Либидисси
Шрифт:
Хотя задняя сторона киоска сплошь увешана журналами, продавец заметил мое присутствие. Он выходит из магазинчика и тычет мне в грудь стопкой заграничных газет. Я=Шпайк выбираю итальянскую спортивную. Вся в ярко-розовых тонах, зажатая у меня под мышкой, она должна облегчить мне восхождение на веранду «Эсперанцы». Когда-то, покинув люкс в южном эркере и таким образом впервые грубо нарушив правила поведения за рубежом, я=Шпайк удалил себя, накопленные здесь мною знания и стремление к их непрерывному пополнению от обмена информацией, происходящего в «Эсперанце». Даже веранда, у которой широкий, неконтролируемый вход со стороны бульвара и которая, подобно лотку золотоискателя, пропускает через свой край и только что прибывших в город, и давно осевших в нем иностранцев, ни разу с тех пор не явила меня чьим-либо пристальным взглядам.
До сих пор я=Шпайк избегал бывать в отеле и иных публичных местах не ради своей безопасности. Мне не грозили неприятности, от которых надо было бы уходить таким вот образом. Меня не пугает ни одна из трех внутренних спецслужб региона, не страшит даже пресловутый 9-й Особый отряд Народной милиции: под сомнительными предлогами эти блюстители порядка регулярно хватают пьяных иностранцев, чтобы затем подвергнуть их унизительным допросам с применением весьма специфических средств.
У Аксома, нашего сапожника, больше не было на полке ни одного ствола, и он объяснил мне, почему его запасы иссякли. Завтра — девятая годовщина гибели Великого Гахиса.
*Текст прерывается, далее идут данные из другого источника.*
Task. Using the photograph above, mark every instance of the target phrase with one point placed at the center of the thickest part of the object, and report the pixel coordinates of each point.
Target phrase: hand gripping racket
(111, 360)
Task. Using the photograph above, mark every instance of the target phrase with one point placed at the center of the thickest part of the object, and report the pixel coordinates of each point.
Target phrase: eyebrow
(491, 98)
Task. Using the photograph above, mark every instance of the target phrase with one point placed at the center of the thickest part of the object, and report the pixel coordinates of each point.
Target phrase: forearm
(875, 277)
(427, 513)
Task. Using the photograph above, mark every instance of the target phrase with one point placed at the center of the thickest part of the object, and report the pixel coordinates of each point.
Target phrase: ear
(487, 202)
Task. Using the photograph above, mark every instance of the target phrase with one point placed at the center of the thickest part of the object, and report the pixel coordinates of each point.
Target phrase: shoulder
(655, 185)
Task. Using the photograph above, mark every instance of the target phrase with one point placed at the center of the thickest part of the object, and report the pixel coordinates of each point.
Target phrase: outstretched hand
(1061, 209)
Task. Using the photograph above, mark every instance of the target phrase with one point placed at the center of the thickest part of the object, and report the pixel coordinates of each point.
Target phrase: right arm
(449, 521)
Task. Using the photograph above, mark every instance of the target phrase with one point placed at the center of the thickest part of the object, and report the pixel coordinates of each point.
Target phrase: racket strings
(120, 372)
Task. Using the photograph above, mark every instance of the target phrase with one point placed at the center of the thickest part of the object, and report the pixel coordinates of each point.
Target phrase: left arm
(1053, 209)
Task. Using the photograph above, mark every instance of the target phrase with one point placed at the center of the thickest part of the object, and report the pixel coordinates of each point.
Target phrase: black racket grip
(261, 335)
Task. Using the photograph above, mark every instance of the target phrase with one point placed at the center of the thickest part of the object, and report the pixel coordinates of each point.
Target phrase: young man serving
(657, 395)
Девять — магическое число в его духовном наследии, его Проповеди и Песнопения состоят из девяти частей и распространяются на стольких же видеокассетах, хотя уже появились ленты с такой продолжительностью показа и звучания, что все можно было бы переписать на одну. Каждый местный житель — даже сейшенец с распаренными под шапкой из кошачьего меха мозгами — способен понять, какие пророчества должны сбыться в девятую годовщину ухода Гахиса в мир иной. Даже мой, иностранца, скудный дар предвидения не обходится без догадок на сей счет, и это при том, что на Западе, по известной пословице, будущее вколачивают в головы детей ржавыми гвоздями. Поэтому он, Аксом, хочет доверительно сообщить мне, где сегодня еще можно достать огнестрельное оружие, ведь все местные уже успели им запастись.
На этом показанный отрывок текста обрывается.